By Alex Bridges
Efforts to finance and start building the area's next regional jail kept government officials and elected leaders busy in 2012.
Opposition to the Rappahannock-Shenandoah-Warren Regional Jail also gained momentum as foes in Shenandoah County spoke out against the $80 million project. Long-standing opponent Mark Prince continues to fight the financing of the project in court.
Construction on the facility began in early summer after the RSW Regional Jail Authority board approved a financing plan that involved borrowing the money for the project. The board anticipates the state will reimburse the authority for certain allowable expenses covering a large portion of the debt.
Boards of supervisors in each of the participating localities supported the authority's financing of the project. Opponents tried to stop or at least stall efforts by the jail board and the Virginia Resources Authority to buy bonds as planned in the spring. The VRA pulled the jail from a group of projects but then financed the project on its own. Some members of the jail board blamed the opponents for causing the delay that led to a higher interest rate on the debt.
The regional jail remains under construction with a scheduled opening date of July 2014.
Jail foes also opposed Edinburg School project
Another initiative in Shenandoah County also sparked opposition by a vocal minority. The county sought to borrow several million dollars to renovate both the Edinburg School and the historic courthouse. Opponents spoke out against the county borrowing the money for the project during a time of economic uncertainty.

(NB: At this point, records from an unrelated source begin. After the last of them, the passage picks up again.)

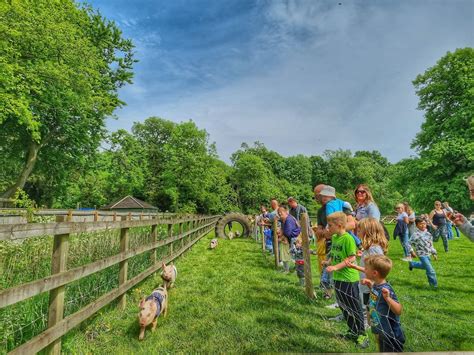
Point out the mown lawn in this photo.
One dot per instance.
(232, 300)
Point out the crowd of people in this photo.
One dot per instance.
(351, 248)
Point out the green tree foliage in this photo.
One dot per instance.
(60, 68)
(446, 140)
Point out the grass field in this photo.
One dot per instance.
(232, 300)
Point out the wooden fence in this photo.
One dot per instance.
(19, 215)
(190, 230)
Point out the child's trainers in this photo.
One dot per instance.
(363, 341)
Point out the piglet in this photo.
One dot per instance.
(151, 308)
(168, 274)
(213, 244)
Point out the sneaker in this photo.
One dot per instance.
(338, 318)
(348, 336)
(363, 341)
(333, 306)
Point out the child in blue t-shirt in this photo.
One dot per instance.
(384, 308)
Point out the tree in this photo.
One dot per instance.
(60, 68)
(446, 93)
(446, 140)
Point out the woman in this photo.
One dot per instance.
(438, 216)
(401, 230)
(411, 219)
(365, 205)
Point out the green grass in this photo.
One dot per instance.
(232, 300)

Supporters of the project said the rent paid by Charterhouse Schools would cover the cost of repaying the debt. Opponents expressed fear that the lease agreement still lets the tenant opt out after only a year. Vocal opponent Cindy Bailey has said the school under Charterhouse would not serve all the special-needs pupils currently transported out of the county to other facilities.

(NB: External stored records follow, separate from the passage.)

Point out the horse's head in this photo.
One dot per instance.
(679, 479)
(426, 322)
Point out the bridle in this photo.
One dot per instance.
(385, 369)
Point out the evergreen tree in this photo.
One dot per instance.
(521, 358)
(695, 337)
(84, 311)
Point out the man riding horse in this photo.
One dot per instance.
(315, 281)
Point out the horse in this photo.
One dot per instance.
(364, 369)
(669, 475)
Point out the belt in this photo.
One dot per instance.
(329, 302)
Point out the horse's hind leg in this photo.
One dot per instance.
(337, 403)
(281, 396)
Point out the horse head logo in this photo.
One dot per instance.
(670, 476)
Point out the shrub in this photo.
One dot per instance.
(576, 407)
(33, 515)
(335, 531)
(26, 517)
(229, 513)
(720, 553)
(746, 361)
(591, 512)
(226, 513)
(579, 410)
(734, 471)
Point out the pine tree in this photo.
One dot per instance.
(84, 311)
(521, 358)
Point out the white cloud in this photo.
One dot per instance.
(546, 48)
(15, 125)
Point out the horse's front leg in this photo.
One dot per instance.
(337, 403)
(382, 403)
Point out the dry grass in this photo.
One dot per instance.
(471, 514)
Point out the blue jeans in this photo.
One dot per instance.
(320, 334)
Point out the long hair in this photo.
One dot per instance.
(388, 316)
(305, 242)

Renovations to the Edinburg School are under way with an expected completion in time for the 2013 school year.
Both the Edinburg School and regional jail projects also spurred a movement in the county to unseat the board of supervisors. Foes of the projects and of spending by the county in general began a petition drive in the summer with the intent to depose the board and elect new leaders.

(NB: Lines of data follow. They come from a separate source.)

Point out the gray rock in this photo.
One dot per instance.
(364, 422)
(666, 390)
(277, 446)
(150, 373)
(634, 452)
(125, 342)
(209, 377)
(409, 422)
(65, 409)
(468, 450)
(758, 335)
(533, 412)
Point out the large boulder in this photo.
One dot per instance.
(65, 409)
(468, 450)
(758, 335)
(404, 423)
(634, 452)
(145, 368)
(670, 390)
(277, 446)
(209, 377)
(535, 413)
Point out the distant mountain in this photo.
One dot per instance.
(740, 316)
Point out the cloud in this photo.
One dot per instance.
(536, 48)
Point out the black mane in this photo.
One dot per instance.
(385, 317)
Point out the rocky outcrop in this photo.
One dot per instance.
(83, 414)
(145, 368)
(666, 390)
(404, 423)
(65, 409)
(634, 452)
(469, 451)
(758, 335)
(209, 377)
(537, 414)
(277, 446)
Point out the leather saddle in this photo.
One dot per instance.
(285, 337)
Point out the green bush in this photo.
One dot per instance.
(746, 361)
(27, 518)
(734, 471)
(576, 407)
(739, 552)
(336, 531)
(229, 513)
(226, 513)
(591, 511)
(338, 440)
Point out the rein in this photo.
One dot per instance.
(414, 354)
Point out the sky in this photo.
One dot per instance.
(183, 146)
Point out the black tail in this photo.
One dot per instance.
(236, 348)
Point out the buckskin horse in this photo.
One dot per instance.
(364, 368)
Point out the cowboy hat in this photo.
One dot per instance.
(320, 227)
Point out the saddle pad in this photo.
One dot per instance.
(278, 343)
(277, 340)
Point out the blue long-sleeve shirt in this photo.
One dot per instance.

Town elections change council makeup
Voters stayed busy in 2012 with many heading to the polls in both May and November. Most of the region's towns held elections for council seats in May. Challengers unseated incumbents in a few of the town elections. New Market Mayor Larry Smith lost his re-election bid to Councilman Douglas Bradley. In what may be the last May election for Town Council in Front Royal, Councilmen Chris W. Holloway and Carson L. Lauder lost their re-election bids to former mayor Eugene R. Tewalt and former Councilman Bret W. Hrbek along with newcomer Daryl L. Funk. Thomas Conkey did not seek re-election.
Middletown Town Council sees shake-up
In March, Middletown Mayor Marshal J. "Mark" Brown and Councilmen Gilbert D. "Gil" Barrington and John Wesley Blaisdell Jr. resigned from their positions at a meeting in protest over behavior by fellow members. Each man levied heavy criticism against other council members, some identified by name, in their statements before leaving the meeting.
After Councilman Charles H. Harbaugh IV took on the role of mayor, council worked to fill three vacancies. In becoming mayor, Harbaugh earned the distinction of being the youngest mayor in the commonwealth.
A month later, a grand jury in Frederick County indicted Councilman Carl Heinz Bernhards Jr. on charges of tax fraud and failing to file income tax. Shortly after his indictment Bernhards resigned his council seat.
Council eventually filled Bernhards' seat and appointees were elected in general and special elections in November.
Front Royal annexation proposed
Warren County leaders in 2012 faced the prospect that Front Royal could bring more than 600 acres into town limits. The Front Royal Limited Partnership filed a request with the Commission on Local Government in September seeking to annex 604 acres of property in the county to the town.
Both the Board of Supervisors and Town Council discussed the proposal on several occasions and leaders showed general support for the request. Supervisors sought reassurance that any annexation would come with an agreement to protect the county's interests. Supervisors worried over whether the developer would seek to build hundreds of homes that could increase the need for services, such as schools, provided by the county.
Ongoing projects faced in Strasburg
Strasburg officials and Town Council tackled major capital projects and initiatives in 2012. Council and staff continued their work on the Downtown Streetscape Project to come up with a design aimed at helping to revitalize King Street. Council also backed the creation of an arts and tourism district in an effort to attract and keep certain kinds of businesses downtown.
While Strasburg saw work on a new water treatment plant reach completion, the town staff and council moved forward on a project to upgrade its wastewater treatment facility. But staff and council faced sticker shock when the cost to build the upgrades came in at $11 million more than the estimated $20 million. The fate of the project remained unknown at the end of 2012 as town council and staff sought to cut the cost.
Strasburg council also continues to debate where or if the town should build a new storage tower with money leftover from the water treatment plant project. A study identified the need for a tower and two possible locations but residents near both sites expressed opposition to having the storage tank in either area. The year ended with the town staff and council looking at using the money for other water system needs though the tower is identified as the most immediate priority.